Réforme du troisième cycle : un cadre déontologique adapté aux futurs “pharmaciens juniors”

La ministre de la Santé l’a confirmé :
la réforme du troisième cycle sera publiée avant la fin de l’année pour une application à la rentrée 2026.

Elle prévoit notamment :

  • un DES court officine,

  • un DES court industrie,

  • une rénovation complète des maquettes,

  • une rémunération et un statut évolutifs en stage.

Cette évolution nécessitera un code de déontologie en phase avec :

  • l’arrivée des “pharmaciens juniors”,

  • l’augmentation des missions cliniques,

  • et l’intégration progressive des jeunes diplômés dans les activités de premier recours.
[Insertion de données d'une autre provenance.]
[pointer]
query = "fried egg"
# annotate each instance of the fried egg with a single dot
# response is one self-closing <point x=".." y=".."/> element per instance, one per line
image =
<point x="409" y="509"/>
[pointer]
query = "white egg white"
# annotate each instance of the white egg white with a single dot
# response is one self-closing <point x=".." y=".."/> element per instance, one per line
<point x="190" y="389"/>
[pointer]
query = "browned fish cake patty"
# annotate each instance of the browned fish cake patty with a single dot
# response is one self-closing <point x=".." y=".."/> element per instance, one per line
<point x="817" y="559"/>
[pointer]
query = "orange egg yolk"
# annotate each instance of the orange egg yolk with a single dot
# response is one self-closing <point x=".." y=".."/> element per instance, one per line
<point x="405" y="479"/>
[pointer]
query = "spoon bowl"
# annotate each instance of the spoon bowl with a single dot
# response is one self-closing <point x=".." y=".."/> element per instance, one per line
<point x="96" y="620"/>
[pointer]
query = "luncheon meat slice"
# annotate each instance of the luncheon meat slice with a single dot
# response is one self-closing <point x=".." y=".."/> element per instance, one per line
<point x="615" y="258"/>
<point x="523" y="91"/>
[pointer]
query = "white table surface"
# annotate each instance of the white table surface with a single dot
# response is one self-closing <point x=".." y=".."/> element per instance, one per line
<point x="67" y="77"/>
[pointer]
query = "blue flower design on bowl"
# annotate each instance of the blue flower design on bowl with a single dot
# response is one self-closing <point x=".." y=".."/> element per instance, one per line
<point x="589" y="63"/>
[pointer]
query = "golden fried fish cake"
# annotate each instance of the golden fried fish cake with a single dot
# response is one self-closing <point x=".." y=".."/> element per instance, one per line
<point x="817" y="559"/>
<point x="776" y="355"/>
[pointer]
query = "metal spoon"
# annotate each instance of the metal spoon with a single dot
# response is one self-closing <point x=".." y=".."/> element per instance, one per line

Un code modernisé pour une profession exposée, visible et attendue

Cette révision du code apparaît comme l’un des chantiers les plus structurants des prochaines années.
Elle répond à plusieurs réalités :

  • un exercice pharmaceutique plus clinique,

  • une visibilité renforcée auprès du public,

  • une exposition directe à la désinformation,

  • un rôle croissant dans l’accès aux soins,

  • des enjeux sociétaux (violences, discriminations, sécurisation) devenus essentiels.

La publication attendue dans les trois prochains mois ouvrira une nouvelle ère.
Reste à observer comment ce texte sera appliqué, interprété et accompagné dans les différents métiers de la pharmacie.